The processor, internally known as TIPP, is part of a much larger effort to study TCP/IP offload processing using software-programmable means. Intel's Microprocessor Research Labs in Hillsboro, Ore., is directing the effort. The program is not limited to specialized processors but is also looking at the problems of protecting operating system and application processing from TCP/IP processing on conventional processors.
Approaching 10-Gbit/s wire speed required a purpose-built TCP/IP processor. The Intel device is a tiny, 2.2 x 3.5-mm die fabricated in one of its more advanced 90-nm logic processes. The processor is intended to handle ingress processing, eventually as one core in a two- to three-times larger system-on-chip (SoC) that will handle the full TCP/IP termination problem.

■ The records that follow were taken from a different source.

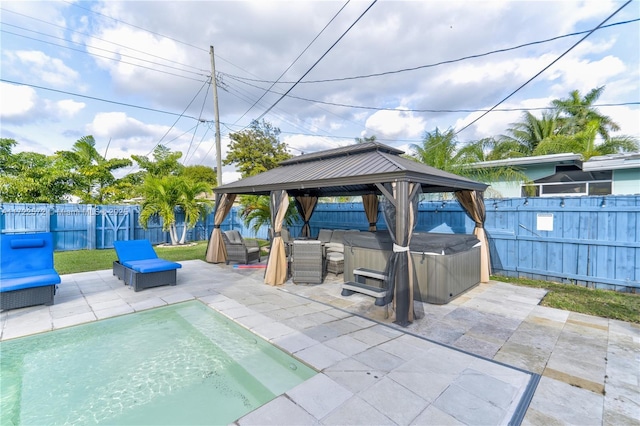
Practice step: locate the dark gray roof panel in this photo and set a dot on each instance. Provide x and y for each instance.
(342, 152)
(354, 172)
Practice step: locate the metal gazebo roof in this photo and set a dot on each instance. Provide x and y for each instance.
(350, 170)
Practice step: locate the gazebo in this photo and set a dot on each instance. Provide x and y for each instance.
(368, 169)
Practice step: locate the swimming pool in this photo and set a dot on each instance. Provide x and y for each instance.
(179, 364)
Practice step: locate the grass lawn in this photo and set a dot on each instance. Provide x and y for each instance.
(603, 303)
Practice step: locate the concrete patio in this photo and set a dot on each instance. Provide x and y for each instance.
(492, 356)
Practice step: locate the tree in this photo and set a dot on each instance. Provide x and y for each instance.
(29, 177)
(584, 143)
(94, 182)
(253, 151)
(524, 136)
(165, 162)
(200, 173)
(438, 150)
(578, 113)
(256, 149)
(163, 195)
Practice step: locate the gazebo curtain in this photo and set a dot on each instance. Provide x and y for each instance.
(400, 210)
(276, 272)
(473, 203)
(306, 205)
(216, 251)
(370, 203)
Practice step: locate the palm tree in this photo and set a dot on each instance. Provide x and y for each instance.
(193, 207)
(438, 150)
(524, 136)
(94, 181)
(163, 195)
(584, 143)
(578, 113)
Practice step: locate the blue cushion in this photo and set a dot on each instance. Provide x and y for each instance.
(26, 252)
(151, 265)
(27, 243)
(19, 281)
(134, 250)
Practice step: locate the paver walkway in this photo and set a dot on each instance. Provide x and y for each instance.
(376, 373)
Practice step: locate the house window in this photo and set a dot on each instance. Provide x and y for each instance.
(570, 182)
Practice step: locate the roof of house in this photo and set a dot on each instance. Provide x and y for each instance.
(526, 161)
(349, 170)
(627, 160)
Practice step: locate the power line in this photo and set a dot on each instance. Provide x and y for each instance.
(178, 119)
(365, 107)
(294, 61)
(66, 29)
(96, 98)
(545, 68)
(319, 59)
(450, 61)
(157, 34)
(134, 26)
(111, 59)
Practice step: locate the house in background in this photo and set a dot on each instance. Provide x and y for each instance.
(567, 175)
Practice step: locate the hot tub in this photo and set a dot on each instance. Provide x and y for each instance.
(446, 265)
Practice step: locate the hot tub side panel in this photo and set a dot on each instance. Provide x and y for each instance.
(441, 278)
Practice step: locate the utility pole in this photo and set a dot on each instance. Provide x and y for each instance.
(217, 117)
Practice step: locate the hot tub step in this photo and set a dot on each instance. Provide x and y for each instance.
(369, 273)
(351, 287)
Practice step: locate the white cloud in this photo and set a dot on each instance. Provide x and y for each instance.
(18, 101)
(46, 69)
(69, 107)
(396, 124)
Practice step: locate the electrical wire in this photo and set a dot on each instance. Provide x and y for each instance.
(295, 60)
(450, 61)
(319, 59)
(95, 98)
(204, 99)
(66, 29)
(317, 101)
(543, 69)
(110, 58)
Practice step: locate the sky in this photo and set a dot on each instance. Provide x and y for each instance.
(135, 74)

Intel researcher Jianping Xu outlined the key issues in 10-Gbit/s wire-speed processing. The fundamental problem is time: To keep up with 10-Gbit Ethernet, the processor must cope with a packet every 67 nanoseconds. That puts the task beyond the reach of general-purpose computing. But Xu argued that the ability of a software-based solution to respond to changes in protocols made a processor-based approach worth trying.
Speed aside, TCP processing is known to be messy, requiring demultiplexing of protocol information, packet filtering and protocol processing. Not the least of the problems is that TCP packets are not guaranteed to arrive in proper order, so packets must be reordered on the fly.
The Intel team devised a specialized architecture comprising a pipelined execution unit with tightly coupled scratch pad RAM, two CAMs, input and output buffers, and a dedicated block for transmission control. A local-instruction ROM drives the processor, using a wide, 112-bit control word that is apparently stored fully decoded in the ROM. The architecture handles packet reordering by using the CAMs to access packets by sequence number, rather than by sorting.
In a separate paper delivered by Greg Regnier and others from Intel at the Hot Interconnects conference-also held at Stanford last week-researchers described the use of dual-processor Xeon systems in TCP/IP processing and the offloading of protocol processing. The paper compared the efficiency of a symmetric-multiprocessing approach, in which the Linux TCP/IP stack was handled as just another kernel task, with an asymmetric approach in which one Xeon processor was dedicated to TCP/IP and the other served as a pure Linux application processor. The comparison showed an advantage to offloading protocol processing, even onto conventional hardware.
But the implementation of the TIPP processor, rather than its architecture, was particularly instructive. Intel used many of the advanced design techniques it has discussed over the past year or two. And many of those techniques are aimed directly at known problems with 90-nm processes: power and leakage current.
Power consumption is a serious issue with the chip. Operating at the top of its curve, at 1.72 volts, the device must dissipate about 6.4 watts from a die of less than 8 mm2. Looking into the details of power dissipation makes the scale of the problem more apparent: at the voltage center, around 1.2 V, parts of the execution unit and instruction ROM must dissipate more than 250 W/cm2.
A substantial component of power consumption in 90-nm processes is leakage current. Leakage also makes some structures more challenging to design. In its campaign against the problem, the Intel team employed a dual-threshold-voltage process and adaptive body bias-a technique the company has discussed previously. The part also uses a novel register file design that can tolerate relatively high leakage levels.
Much of the design was synthesized, according to Xu, but the key high-speed paths-the execution core and instruction ROM-were custom designs. The approach also makes use of semidynamic flip-flops. Less-critical parts of the design run at lower frequencies.
The ability to use synthesis for much of the chip, focus both logic and circuit design resources on a few critical blocks and still achieve high throughput may be a key new skill for SoC design teams. But it remains to be seen how well the design style can be supported when the tools come from commercial EDA vendors.